Comme dans le très réussi Émilie, le deuxième film d’Olivier Pesch, qui raconte la vie paisible d’un père inventeur avec sa fille unique sur un tas de ferraille – jusqu’au jour où elle découvre que des singes vivent dans cette jungle urbaine et que lui essaie d’inventer une machine à faire des miracles, une Wonnermaschinn, qui transforme la ferraille en arbres. Réalisé en stop motion et coproduit (par Samsa) avec la Belgique, le film a pris trois ans à être réalisé, durée dont une grande partie a été investie à la création des marionnettes, conçues par Olivier Pesch lui-même. Dans un tout autre registre, Monsieur Hublot, film d’animation dessiné de Laurent Witz et Alexandre Espigares (Zeilt Productions) a même fait rire le public adulte lors de l’avant-première mercredi, grâce à son univers rétro-futuriste débordant d’idées et de magie.
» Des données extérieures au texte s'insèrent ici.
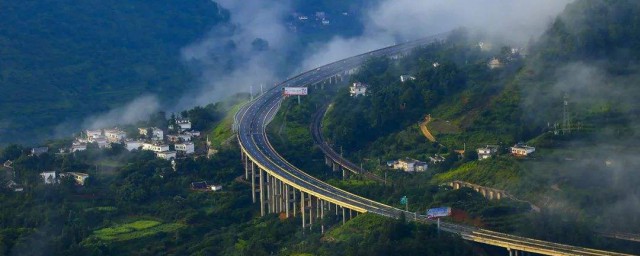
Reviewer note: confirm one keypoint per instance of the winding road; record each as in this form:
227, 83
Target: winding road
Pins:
252, 119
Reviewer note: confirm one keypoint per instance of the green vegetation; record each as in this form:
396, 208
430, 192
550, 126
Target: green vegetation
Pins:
135, 230
63, 61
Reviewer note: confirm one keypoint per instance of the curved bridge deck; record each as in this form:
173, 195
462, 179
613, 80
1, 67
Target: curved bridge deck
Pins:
280, 187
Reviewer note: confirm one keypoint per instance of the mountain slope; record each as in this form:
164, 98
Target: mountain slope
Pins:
63, 60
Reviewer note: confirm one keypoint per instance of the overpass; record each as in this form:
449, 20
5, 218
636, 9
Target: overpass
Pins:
280, 187
332, 158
Même l’iPad n’existait pas aux débuts du cinéma il y a plus de cent ans – la réponse d’un petit garçon fusait mardi matin, à la question de Fränz Hausemer en bonimenteur, lors d’une séance du Crazy Cinematographe for kids, à laquelle assistaient une quarantaine d’enfants dans la tente installée dans la cour des Capucins. Le programme remontait jusqu’à l’invention de l’image en mouvement, avec d’abord les lanternes magiques, puis le praxinoscope, l’invention de la pellicule, les bruitages, le piano live – le tout se terminant par plusieurs films de Méliès, très charmants et pleins de slapstick, ce qui enchanta les enfants. Et puis, quel émerveillement dans les yeux des tout petits à partir de trois ans qui découvrirent leur « premier cinéma » à la Cinémathèque, avec de petites animations ludiques et douces, sélectionnées aux quatre coins du monde par Nicole Dahlen. Pour ces enfants, leur histoire du cinéma aura commencé en 2013.